The moment a slow or blocking task appears, or arrivals climb past the one-task-per-tick service rate, utilization presses toward 100%. Queueing theory is unforgiving here: as utilization approaches 1, the expected wait runs off toward infinity. One slow task head-of-line blocks everyone behind it. And piling more requests onto an already-saturated thread does not help — you can only shed load, make the task faster, or parallelize across more workers.
A single consumer pulls one task off the front of a FIFO queue and runs it to completion before touching the next. There is no second worker to overlap with, so the time spent inside process() is time the loop cannot accept or advance anything else.
queue = FIFO() # tasks waiting their turn
while True:
task = queue.pop_front() # take the oldest waiter
process(task) # run it to completion — ONE at a time
# nothing else happens until process() returns.
# if process() blocks (slow I/O, heavy CPU), the
# whole loop stalls and every queued task waits.
# steady state: if arrival_rate > service_rate, the
# queue grows without bound. utilization → 1 ⇒ wait → ∞.
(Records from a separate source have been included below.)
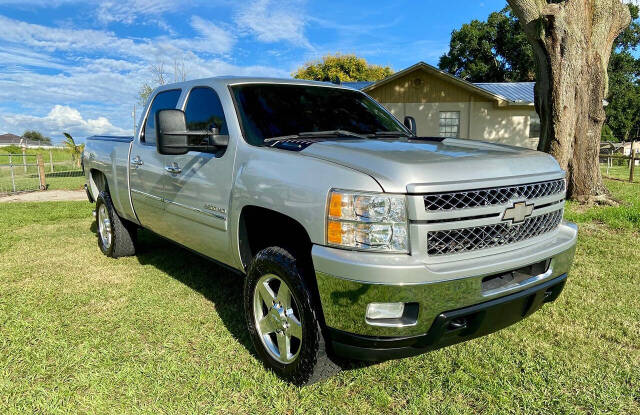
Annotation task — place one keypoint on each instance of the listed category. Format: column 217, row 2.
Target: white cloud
column 59, row 70
column 129, row 11
column 60, row 119
column 272, row 21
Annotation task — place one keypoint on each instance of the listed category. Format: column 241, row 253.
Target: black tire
column 123, row 233
column 312, row 363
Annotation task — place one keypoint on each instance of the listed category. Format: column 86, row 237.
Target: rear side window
column 204, row 112
column 165, row 100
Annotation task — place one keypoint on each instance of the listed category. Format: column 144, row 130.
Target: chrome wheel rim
column 277, row 317
column 104, row 226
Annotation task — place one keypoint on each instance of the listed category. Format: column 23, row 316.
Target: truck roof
column 224, row 81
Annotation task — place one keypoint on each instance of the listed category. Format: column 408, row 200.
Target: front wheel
column 282, row 321
column 116, row 236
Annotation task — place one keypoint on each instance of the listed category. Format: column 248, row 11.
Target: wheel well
column 261, row 228
column 98, row 182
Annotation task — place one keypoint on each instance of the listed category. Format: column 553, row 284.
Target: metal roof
column 357, row 85
column 513, row 91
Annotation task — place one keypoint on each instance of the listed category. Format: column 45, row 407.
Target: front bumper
column 451, row 327
column 348, row 281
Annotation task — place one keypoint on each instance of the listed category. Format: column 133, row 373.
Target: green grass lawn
column 163, row 332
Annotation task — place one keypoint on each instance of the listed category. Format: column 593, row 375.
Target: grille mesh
column 493, row 196
column 455, row 241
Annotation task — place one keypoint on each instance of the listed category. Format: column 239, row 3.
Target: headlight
column 368, row 221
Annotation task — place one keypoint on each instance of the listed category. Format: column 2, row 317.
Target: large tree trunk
column 572, row 40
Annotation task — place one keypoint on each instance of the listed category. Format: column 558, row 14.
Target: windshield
column 277, row 110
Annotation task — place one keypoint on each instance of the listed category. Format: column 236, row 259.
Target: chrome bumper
column 348, row 281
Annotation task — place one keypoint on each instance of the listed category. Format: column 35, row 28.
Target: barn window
column 450, row 124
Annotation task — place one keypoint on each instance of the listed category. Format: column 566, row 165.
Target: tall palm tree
column 75, row 149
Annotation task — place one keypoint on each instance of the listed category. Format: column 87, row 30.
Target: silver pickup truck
column 357, row 238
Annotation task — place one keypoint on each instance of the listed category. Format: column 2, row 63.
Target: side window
column 204, row 111
column 165, row 100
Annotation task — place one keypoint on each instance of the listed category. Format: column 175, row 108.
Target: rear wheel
column 116, row 236
column 282, row 320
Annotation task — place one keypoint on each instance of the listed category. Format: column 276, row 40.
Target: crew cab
column 356, row 238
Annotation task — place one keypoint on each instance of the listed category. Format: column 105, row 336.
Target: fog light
column 378, row 311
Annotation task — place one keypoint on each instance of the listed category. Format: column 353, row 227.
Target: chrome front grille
column 454, row 241
column 491, row 196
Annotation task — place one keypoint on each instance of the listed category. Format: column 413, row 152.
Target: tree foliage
column 493, row 51
column 573, row 41
column 343, row 68
column 497, row 50
column 33, row 135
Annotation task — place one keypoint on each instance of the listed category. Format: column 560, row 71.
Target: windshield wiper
column 317, row 134
column 281, row 138
column 332, row 133
column 391, row 134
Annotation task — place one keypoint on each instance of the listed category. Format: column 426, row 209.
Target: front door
column 198, row 185
column 148, row 174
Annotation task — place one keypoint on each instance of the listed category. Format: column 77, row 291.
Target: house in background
column 9, row 139
column 446, row 106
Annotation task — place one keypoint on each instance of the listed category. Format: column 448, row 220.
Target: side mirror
column 410, row 123
column 172, row 136
column 171, row 129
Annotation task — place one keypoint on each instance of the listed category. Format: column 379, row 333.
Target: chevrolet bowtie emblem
column 518, row 212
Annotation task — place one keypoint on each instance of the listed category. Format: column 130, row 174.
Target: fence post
column 13, row 181
column 632, row 163
column 24, row 158
column 43, row 182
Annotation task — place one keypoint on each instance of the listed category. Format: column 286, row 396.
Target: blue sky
column 77, row 66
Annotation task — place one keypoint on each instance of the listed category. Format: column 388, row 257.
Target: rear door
column 147, row 174
column 198, row 191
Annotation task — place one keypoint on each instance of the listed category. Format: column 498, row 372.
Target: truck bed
column 110, row 155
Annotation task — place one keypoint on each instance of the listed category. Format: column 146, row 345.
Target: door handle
column 136, row 162
column 173, row 169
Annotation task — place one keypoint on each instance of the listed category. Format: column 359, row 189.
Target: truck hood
column 401, row 165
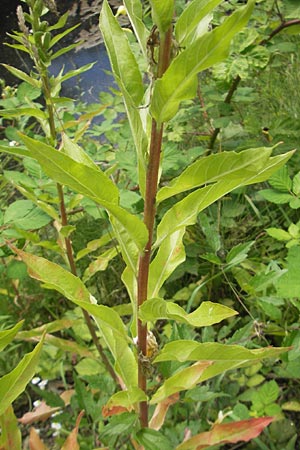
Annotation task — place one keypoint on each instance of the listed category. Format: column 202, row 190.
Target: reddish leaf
column 71, row 442
column 160, row 411
column 224, row 433
column 43, row 411
column 35, row 442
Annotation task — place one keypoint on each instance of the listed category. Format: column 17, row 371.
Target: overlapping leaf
column 207, row 314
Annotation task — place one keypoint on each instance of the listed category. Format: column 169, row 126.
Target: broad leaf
column 224, row 433
column 184, row 350
column 109, row 322
column 207, row 314
column 180, row 80
column 14, row 383
column 7, row 336
column 190, row 18
column 129, row 79
column 10, row 438
column 185, row 212
column 162, row 14
column 184, row 379
column 88, row 181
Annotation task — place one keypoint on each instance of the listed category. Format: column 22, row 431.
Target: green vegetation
column 149, row 279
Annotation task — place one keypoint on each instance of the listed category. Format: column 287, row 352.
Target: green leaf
column 179, row 82
column 185, row 350
column 109, row 322
column 88, row 181
column 169, row 256
column 208, row 313
column 25, row 215
column 129, row 79
column 152, row 440
column 213, row 168
column 288, row 285
column 183, row 380
column 135, row 13
column 14, row 383
column 185, row 212
column 279, row 198
column 23, row 76
column 7, row 336
column 10, row 434
column 280, row 235
column 162, row 14
column 223, row 433
column 190, row 18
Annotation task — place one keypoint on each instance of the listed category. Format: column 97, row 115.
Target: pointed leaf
column 190, row 18
column 184, row 379
column 162, row 14
column 14, row 383
column 224, row 433
column 207, row 314
column 184, row 350
column 180, row 80
column 7, row 336
column 23, row 76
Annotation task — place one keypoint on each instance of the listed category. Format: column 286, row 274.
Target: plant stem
column 68, row 243
column 149, row 218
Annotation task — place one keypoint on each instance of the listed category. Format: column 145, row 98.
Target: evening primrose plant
column 175, row 50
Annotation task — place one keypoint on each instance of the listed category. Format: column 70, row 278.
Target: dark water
column 85, row 87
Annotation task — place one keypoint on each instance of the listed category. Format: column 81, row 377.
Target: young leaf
column 180, row 80
column 7, row 336
column 170, row 255
column 207, row 314
column 162, row 14
column 184, row 350
column 12, row 384
column 10, row 438
column 190, row 18
column 123, row 401
column 184, row 379
column 232, row 432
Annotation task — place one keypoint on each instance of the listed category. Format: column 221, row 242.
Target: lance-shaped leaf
column 128, row 76
column 162, row 14
column 190, row 18
column 88, row 181
column 185, row 212
column 185, row 350
column 135, row 13
column 7, row 336
column 123, row 401
column 184, row 379
column 14, row 383
column 207, row 314
column 226, row 433
column 213, row 168
column 10, row 438
column 179, row 82
column 170, row 255
column 108, row 320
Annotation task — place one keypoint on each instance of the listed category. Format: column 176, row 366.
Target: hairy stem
column 149, row 219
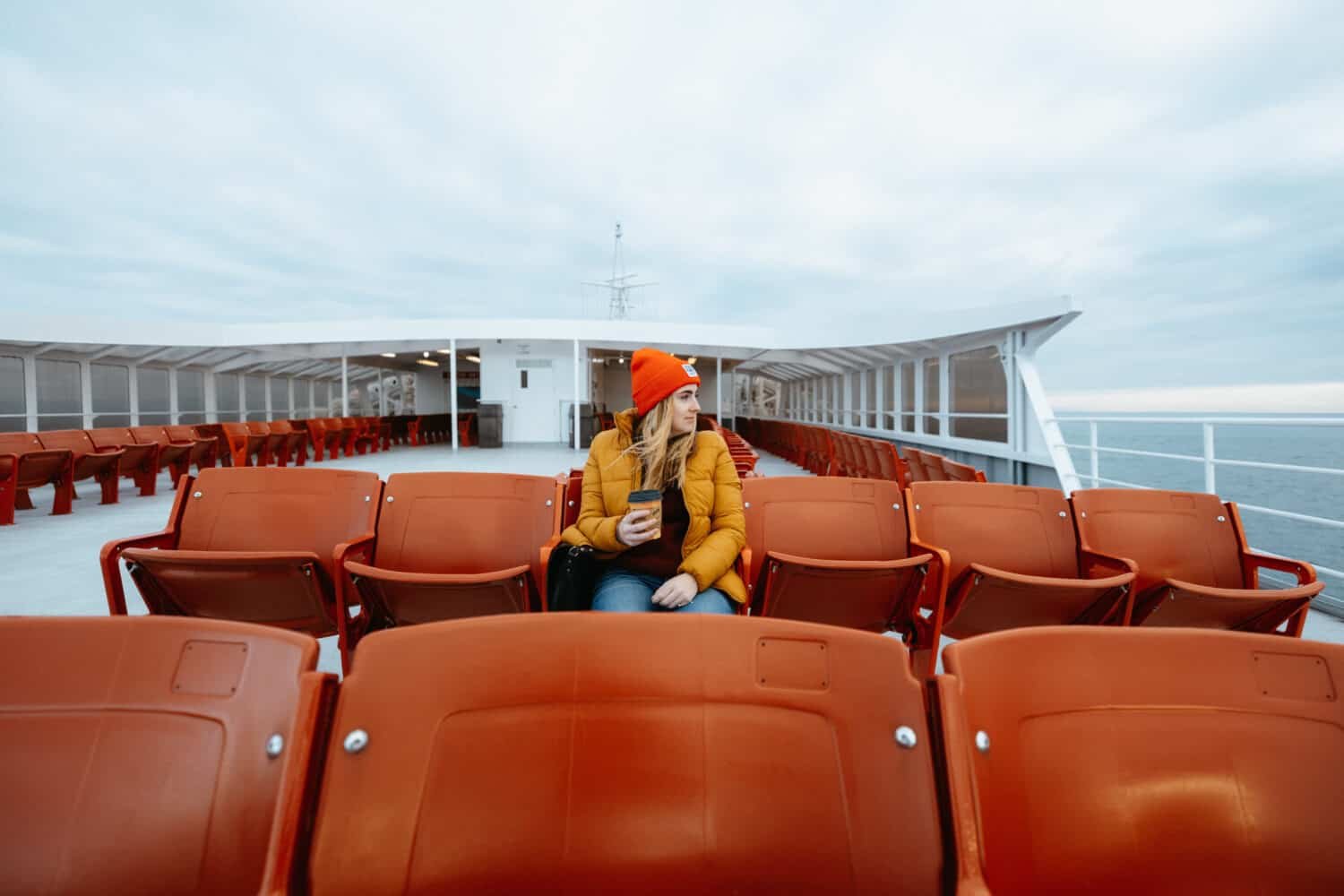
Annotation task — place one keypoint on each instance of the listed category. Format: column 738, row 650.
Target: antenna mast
column 618, row 287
| Aspect | Cost | Signal to watch |
|---|---|---|
| Throughput ceiling | Hard cap at 1 / mean service time — one thread, no overlap | Completed-per-second flattening while arrivals keep rising |
| Latency under load | Grows unboundedly once utilization passes roughly 80% | p99 wait climbing far faster than the mean |
| Head-of-line blocking | One slow task stalls every task behind it, fast or not | Queue age spiking while a single task runs long |
| Simplicity | No locks, no races — one task's state at a time, easy to reason about | Tempting to lean on it past the point it can keep up |
| Mitigations | Shed load, parallelize, shard the queue, or offload CPU work off the loop | Queue depth still rising after you "added capacity" the wrong way |
Say one worker handles 1000 req/s on average — its mean service time is 1 ms, so its throughput ceiling is exactly 1000/s. At 950 req/s utilization is 95%: the queue is non-empty but bounded, and waits are noticeable but stable. At 1000 req/s you are at 100% — the worker never idles, has zero slack, and any jitter or one slow task pushes the queue up with no chance to recover. At 1050 req/s arrivals beat service by 5%: every second adds ~50 net tasks the worker can never claw back, so the queue grows linearly without bound and head-of-line latency runs away — exactly the runaway you see in the animation once arrivals cross one per tick.
1. Arrivals exceed the service rate by 5% and stay there. What does the steady-state queue length do?
2. One worker is already saturated. You send it twice as many requests. What happens to latency?